3.2. High-Dimensional Multi-Peak Test Functions
F8–F23 are multi-peak functions, which mainly demonstrate the ability of the exploration phase. Among these, F8–F13 are high-dimensional multi-peak functions and F14–F23 are low-dimensional multi-peak functions. The multi-peak test functions have multiple local extremes and global optima, which are more difficult to optimize compared to unimodal functions. As a result, the multi-peak function algorithm’s capability of global optimization is given additional focus. The statistical results of the high-dimensional multi-peak function test for each algorithm are shown in
Table 3 and
Figure 3. In F8, the mean value and standard deviation of IAHA rank second, second only to AHA. In F9–F11, the mean and standard deviation of IAHA and AHA are the same. The mean value of IAHA (in F12 and F13) is the best. Although the standard deviation of F13 is not the smallest, its best value and the worst value are optimal compared with other algorithms. Thus, it can be seen that IAHA has a better advantage in the global search.

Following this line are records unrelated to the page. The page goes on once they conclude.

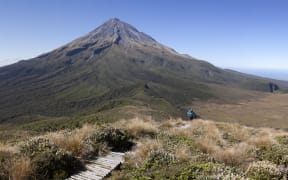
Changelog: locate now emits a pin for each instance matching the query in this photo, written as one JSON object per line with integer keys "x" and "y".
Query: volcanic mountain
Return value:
{"x": 112, "y": 71}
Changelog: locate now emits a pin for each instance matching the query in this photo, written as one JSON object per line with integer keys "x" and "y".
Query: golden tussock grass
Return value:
{"x": 20, "y": 169}
{"x": 233, "y": 156}
{"x": 143, "y": 149}
{"x": 139, "y": 127}
{"x": 72, "y": 141}
{"x": 171, "y": 123}
{"x": 4, "y": 148}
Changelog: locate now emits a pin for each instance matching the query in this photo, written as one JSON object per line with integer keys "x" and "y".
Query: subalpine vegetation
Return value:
{"x": 171, "y": 149}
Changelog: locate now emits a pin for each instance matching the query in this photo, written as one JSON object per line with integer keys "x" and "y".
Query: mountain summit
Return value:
{"x": 115, "y": 69}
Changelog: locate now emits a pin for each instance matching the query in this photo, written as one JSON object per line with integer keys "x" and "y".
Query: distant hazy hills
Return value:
{"x": 116, "y": 69}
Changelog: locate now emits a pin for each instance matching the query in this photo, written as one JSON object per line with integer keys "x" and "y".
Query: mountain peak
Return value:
{"x": 115, "y": 31}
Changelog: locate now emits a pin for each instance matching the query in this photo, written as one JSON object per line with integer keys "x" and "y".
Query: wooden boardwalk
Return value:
{"x": 100, "y": 168}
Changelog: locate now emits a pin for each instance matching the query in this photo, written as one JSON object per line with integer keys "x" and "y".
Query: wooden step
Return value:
{"x": 100, "y": 168}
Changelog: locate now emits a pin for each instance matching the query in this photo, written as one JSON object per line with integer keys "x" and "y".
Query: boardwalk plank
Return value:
{"x": 100, "y": 168}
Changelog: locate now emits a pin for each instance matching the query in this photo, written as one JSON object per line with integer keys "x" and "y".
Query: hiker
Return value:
{"x": 190, "y": 114}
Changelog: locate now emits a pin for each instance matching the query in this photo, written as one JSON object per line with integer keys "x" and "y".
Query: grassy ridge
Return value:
{"x": 173, "y": 149}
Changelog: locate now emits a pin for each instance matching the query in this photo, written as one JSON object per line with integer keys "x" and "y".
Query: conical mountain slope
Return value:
{"x": 113, "y": 67}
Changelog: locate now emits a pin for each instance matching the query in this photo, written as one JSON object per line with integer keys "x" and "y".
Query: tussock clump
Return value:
{"x": 20, "y": 168}
{"x": 263, "y": 170}
{"x": 142, "y": 150}
{"x": 139, "y": 127}
{"x": 116, "y": 139}
{"x": 73, "y": 141}
{"x": 233, "y": 156}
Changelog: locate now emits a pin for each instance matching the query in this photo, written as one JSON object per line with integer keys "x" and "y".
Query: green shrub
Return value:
{"x": 158, "y": 159}
{"x": 282, "y": 139}
{"x": 37, "y": 146}
{"x": 48, "y": 165}
{"x": 263, "y": 170}
{"x": 195, "y": 170}
{"x": 49, "y": 161}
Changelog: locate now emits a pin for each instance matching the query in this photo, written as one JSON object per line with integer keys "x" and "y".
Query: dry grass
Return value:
{"x": 4, "y": 148}
{"x": 269, "y": 110}
{"x": 72, "y": 141}
{"x": 143, "y": 149}
{"x": 264, "y": 137}
{"x": 139, "y": 127}
{"x": 20, "y": 169}
{"x": 171, "y": 123}
{"x": 183, "y": 153}
{"x": 233, "y": 156}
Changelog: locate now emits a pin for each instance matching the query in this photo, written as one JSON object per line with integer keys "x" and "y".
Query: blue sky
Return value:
{"x": 228, "y": 33}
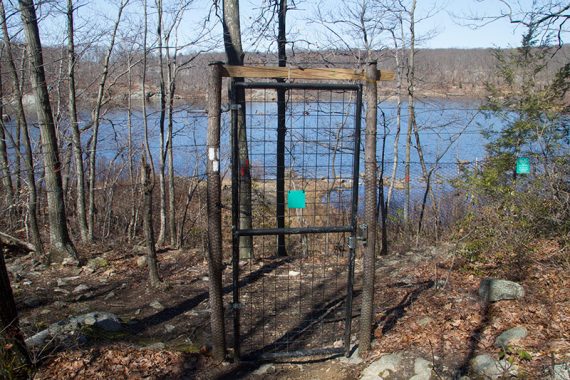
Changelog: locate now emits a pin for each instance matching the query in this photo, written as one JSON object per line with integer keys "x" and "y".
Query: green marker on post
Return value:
{"x": 296, "y": 199}
{"x": 523, "y": 165}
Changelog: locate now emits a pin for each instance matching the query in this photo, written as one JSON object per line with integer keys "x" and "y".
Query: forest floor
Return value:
{"x": 427, "y": 305}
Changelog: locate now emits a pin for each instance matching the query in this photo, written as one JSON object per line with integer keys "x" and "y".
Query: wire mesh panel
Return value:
{"x": 293, "y": 289}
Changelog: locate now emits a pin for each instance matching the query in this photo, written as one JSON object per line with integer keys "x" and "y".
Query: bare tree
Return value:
{"x": 13, "y": 339}
{"x": 161, "y": 126}
{"x": 95, "y": 116}
{"x": 4, "y": 165}
{"x": 76, "y": 133}
{"x": 59, "y": 235}
{"x": 235, "y": 56}
{"x": 147, "y": 168}
{"x": 22, "y": 125}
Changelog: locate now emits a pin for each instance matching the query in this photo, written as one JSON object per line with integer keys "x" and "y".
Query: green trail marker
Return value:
{"x": 296, "y": 199}
{"x": 523, "y": 165}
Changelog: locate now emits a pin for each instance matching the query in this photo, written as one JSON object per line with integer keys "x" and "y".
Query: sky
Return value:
{"x": 446, "y": 24}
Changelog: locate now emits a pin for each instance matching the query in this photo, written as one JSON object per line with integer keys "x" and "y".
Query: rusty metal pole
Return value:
{"x": 370, "y": 182}
{"x": 215, "y": 256}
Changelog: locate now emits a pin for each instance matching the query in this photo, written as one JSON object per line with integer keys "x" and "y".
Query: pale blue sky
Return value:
{"x": 448, "y": 21}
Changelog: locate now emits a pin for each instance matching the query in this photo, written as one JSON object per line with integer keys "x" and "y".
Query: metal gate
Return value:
{"x": 300, "y": 162}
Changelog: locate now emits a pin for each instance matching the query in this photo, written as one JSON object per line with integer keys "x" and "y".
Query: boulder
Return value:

3.3. Low-Dimensional Multi-Peak Test Functions
F14–F23 are low-dimensional multi-peaked functions, which have fewer local extremes than higher-dimensional multi-peaked functions and are relatively easier to optimize.
Table 4 and
Figure 4 show the statistical results of the low-dimensional multi-peak test functions of each algorithm. The mean values of the functions in F16–F19 tested by the IAHA algorithm and other algorithms are the same and reach optimal values. In addition, the standard deviation of the IAHA algorithm in F16 and F19 is second only to the GSA algorithm. In F20, the result of the IAHA algorithm is slightly better than that of other algorithms. The IAHA algorithm has a minimum standard deviation in F15, F18, F19, F21–F23. However, regarding the mean values of the AHA algorithm and IAHA algorithm, eight functions are the same and do not show better advantages. Therefore, because of the particularity of the function, the results obtained by the proposed IAHA algorithm and other algorithms are basically close to the theoretical global optimum.
5. Conclusions
In this paper, an improved AHA (IAHA) is proposed. Compared with AHA, there are two improved strategies. First, the population initialization of the Chebyshev chaotic map was used to expand the search range and improve the accuracy. Second, Levy flight was added to guide foraging, which gives the algorithm better convergence and stability. In order to verify the optimization performance of the IAHA algorithm, the 23 standard functions, which include unimodal and multimodal functions, were evaluated. The calculated values in the statistical analyses were the mean value, standard deviation, optimal value, and the worst value. IAHA performs best in most functions. The practical application involves identifying the parameters of the governing system of pumped storage units and calculating the average value through 20 independent operation algorithms. The results show that the errors of the IAHA are only 2.04%, 1.82%, and 1.28% under 5%, 10%, and 15% frequency disturbance conditions. Compared with PSO, GSA, ALO, and AHA, the identification accuracy of the governing system is improved.